Trelawny, Westmoreland justice centres not yet open after four months
two justice centres opened in Trelawny and Westmoreland just under four months ago by Justice Minister Delroy Chuck are still not functional due to the absence of electricity, water, and furniture, among other issues.
In April this year, the Ministry of Justice, as part of its plan to have justice centres in all 14 parishes, opened the Trelawny centre at Rock, just outside Falmouth. The Westmoreland Justice Centre is located upstairs the Savanna-La-Mar Post Office.
"The building has not been used in the manner it was supposed to be because there are still some challenges that have not yet been overcome, like there is no water in there," said the Reverend Hartley Perrin, custos of Westmoreland. "Telephone systems have not yet been finalised in there and other little things that are needed to get things going. They are coming in, but slowly."

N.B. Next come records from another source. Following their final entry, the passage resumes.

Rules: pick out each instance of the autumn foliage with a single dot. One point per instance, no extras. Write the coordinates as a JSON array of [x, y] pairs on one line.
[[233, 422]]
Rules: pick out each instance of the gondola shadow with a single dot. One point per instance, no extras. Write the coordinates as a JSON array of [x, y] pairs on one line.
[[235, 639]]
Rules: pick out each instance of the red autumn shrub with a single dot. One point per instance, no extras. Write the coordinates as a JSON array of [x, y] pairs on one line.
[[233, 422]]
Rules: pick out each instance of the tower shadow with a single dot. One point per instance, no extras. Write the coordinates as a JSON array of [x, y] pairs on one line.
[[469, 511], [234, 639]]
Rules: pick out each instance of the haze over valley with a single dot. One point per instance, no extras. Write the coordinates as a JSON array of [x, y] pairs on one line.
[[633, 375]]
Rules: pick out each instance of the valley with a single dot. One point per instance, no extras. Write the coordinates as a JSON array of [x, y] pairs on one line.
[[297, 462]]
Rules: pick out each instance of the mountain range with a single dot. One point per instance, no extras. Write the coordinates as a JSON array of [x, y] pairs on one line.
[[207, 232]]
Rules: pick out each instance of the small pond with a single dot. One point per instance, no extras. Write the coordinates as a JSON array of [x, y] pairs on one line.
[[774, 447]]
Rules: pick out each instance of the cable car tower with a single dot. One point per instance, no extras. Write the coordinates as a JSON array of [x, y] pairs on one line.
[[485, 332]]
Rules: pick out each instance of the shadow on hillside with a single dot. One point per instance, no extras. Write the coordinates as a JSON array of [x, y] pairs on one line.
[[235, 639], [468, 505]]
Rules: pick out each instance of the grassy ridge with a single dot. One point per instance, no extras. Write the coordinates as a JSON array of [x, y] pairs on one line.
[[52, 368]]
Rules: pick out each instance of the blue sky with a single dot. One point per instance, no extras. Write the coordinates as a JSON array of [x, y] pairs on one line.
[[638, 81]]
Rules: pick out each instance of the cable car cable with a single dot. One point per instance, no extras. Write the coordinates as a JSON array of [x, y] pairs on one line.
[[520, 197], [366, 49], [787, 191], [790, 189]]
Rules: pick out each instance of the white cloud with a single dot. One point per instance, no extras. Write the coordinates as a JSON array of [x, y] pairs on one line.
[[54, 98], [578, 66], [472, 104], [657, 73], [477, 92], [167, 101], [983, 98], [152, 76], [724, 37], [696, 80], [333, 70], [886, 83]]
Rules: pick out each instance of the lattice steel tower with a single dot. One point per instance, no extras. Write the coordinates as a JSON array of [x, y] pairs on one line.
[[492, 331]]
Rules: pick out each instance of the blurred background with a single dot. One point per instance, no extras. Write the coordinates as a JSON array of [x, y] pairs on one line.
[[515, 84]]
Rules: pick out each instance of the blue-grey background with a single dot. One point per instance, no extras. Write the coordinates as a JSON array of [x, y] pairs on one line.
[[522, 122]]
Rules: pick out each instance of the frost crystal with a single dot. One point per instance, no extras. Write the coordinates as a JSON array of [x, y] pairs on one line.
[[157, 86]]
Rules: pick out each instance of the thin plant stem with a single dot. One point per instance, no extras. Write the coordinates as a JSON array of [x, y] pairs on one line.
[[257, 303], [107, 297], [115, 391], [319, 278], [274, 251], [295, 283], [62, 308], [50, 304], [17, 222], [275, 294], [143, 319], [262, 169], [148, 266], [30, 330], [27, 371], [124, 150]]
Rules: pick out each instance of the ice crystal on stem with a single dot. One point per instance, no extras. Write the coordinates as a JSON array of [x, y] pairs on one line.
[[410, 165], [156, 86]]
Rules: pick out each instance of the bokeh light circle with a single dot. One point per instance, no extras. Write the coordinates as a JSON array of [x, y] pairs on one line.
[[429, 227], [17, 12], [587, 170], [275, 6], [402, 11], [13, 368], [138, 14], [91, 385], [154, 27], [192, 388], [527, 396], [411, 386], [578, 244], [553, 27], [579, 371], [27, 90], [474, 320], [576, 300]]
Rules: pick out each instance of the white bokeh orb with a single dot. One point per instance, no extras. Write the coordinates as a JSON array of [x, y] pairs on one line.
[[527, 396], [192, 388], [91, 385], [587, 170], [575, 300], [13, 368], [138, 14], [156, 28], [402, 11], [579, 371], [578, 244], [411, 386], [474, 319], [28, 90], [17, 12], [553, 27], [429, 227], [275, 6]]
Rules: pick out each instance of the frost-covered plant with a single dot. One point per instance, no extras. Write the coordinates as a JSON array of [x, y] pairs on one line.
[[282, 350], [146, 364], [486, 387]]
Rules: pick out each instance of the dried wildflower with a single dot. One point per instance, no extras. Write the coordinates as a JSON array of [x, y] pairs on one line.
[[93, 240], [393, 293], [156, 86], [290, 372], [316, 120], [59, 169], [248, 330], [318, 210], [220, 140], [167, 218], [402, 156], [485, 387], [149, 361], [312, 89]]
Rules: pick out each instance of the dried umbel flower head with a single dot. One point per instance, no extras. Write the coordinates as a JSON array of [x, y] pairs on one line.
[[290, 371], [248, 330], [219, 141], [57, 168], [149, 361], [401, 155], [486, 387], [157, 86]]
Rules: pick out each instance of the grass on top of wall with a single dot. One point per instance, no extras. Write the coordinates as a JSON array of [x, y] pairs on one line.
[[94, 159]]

He added: "I was hoping to raise the matter with Justice Minister Chuck at his regular meeting with us, but I will not personally be able to attend, so I will send a representative. We would want to see it (Westmoreland Justice Centre) open as soon as possible, but, unfortunately, there are a few little hiccups that have not yet been ironed out."
LOCATION NOT IDEAL
Perrin said that the parish's restorative justice centre, which is expected to operate out of the justice centre, is still located at Dunbar's River, which is not considered ideal.

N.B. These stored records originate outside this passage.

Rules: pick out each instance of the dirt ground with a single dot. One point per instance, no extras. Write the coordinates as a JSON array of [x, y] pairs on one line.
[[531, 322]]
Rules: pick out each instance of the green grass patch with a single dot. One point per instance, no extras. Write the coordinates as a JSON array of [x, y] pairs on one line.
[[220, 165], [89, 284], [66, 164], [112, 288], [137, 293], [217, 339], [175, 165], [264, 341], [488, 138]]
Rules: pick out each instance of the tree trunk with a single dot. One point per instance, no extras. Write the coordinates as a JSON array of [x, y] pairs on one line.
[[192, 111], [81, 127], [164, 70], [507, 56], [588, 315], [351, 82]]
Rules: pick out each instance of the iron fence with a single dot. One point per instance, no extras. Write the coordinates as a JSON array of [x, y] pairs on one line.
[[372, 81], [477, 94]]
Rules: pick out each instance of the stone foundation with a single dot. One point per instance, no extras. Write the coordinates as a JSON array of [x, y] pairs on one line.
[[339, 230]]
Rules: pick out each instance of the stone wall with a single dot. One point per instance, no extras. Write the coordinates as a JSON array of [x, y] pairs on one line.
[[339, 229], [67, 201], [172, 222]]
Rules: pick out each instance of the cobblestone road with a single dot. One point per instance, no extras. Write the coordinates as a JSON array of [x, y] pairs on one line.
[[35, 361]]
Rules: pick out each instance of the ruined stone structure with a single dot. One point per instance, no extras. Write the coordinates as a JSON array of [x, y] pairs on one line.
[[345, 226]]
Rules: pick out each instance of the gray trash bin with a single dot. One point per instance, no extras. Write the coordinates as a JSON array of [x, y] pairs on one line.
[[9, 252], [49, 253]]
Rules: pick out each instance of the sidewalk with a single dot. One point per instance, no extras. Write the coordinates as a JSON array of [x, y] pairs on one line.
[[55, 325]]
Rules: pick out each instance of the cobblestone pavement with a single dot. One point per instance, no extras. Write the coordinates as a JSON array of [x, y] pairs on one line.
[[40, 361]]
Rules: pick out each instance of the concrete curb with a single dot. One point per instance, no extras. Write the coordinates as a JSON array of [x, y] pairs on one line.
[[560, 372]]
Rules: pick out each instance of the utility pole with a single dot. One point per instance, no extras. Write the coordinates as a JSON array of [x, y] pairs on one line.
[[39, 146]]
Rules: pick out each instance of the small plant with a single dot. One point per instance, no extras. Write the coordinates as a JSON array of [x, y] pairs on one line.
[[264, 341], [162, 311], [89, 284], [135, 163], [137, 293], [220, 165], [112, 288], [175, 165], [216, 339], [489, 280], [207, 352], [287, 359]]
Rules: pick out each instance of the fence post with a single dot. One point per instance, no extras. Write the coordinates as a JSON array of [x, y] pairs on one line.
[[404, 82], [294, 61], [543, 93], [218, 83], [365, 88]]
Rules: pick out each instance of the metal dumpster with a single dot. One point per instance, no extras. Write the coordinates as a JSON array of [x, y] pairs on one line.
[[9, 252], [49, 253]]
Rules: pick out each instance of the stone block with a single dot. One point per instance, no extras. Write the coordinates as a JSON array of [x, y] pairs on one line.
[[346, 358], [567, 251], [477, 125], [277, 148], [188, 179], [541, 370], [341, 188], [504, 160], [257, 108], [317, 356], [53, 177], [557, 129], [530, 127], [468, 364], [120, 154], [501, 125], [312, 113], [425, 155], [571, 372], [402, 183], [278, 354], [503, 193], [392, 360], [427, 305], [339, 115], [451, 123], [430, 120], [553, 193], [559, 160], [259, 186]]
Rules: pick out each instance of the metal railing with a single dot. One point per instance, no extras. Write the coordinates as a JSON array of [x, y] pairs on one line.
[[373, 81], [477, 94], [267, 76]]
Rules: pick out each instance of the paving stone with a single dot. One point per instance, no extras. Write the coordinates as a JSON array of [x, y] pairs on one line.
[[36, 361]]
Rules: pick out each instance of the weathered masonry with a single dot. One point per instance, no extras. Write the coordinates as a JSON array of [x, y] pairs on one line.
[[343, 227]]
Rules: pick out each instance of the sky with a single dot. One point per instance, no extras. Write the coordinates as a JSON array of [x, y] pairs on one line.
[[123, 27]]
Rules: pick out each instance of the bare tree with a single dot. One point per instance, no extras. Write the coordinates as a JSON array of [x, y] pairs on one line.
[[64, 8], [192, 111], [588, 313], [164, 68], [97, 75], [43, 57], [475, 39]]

With regard to Trelawny, businessman Kenneth Grant, acting custos of the parish, said that like in Westmoreland, Trelawny's new justice centre was not up and running for similar reasons.

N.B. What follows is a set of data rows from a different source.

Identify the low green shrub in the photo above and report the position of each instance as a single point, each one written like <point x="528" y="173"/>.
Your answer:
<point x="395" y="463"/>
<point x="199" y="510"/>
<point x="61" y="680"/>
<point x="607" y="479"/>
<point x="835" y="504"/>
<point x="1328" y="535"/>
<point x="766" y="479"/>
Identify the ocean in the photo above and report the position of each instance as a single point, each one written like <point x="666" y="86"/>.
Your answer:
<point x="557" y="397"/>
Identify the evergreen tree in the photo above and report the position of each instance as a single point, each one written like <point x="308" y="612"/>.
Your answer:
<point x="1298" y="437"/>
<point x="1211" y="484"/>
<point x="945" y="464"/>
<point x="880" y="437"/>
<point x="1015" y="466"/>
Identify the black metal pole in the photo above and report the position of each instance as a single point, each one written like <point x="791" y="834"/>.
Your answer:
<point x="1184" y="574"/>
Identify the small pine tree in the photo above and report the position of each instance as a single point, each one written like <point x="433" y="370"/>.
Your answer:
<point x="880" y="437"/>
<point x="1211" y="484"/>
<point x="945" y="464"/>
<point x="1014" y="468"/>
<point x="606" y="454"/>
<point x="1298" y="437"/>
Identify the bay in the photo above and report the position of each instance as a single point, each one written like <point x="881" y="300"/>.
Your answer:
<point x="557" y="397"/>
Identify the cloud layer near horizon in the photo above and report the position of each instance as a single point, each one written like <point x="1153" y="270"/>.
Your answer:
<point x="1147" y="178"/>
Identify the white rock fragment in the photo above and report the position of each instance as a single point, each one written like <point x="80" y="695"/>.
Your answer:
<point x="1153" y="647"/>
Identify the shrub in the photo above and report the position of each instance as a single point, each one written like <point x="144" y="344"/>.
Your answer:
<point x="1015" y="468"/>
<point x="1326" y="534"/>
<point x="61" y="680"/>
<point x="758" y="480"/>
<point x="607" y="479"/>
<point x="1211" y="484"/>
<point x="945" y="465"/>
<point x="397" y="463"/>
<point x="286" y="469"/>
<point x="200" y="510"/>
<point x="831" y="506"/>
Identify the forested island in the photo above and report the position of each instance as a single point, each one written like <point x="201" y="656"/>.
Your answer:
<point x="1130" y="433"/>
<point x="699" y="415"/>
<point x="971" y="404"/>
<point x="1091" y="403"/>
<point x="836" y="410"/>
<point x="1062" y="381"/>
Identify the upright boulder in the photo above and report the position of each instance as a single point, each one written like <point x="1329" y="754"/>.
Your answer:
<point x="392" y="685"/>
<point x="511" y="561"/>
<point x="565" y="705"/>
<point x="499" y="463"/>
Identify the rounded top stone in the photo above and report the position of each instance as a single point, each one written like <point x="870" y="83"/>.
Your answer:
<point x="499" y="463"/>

"I would have to talk to my custos (who is on vacation) to get more details, but I think that not being fully furnished is one of the problems and maybe some other little minor things," said Grant. "The building is very critical to the people of Trelawny, especially in regard to the need of counselling and other matters as it relates to settling domestic disputes, access to the custos, and other critical services."
The centres were established primarily to train justices of the peace in alternative dispute resolution and restorative justice and to provide citizens with other justice-related services.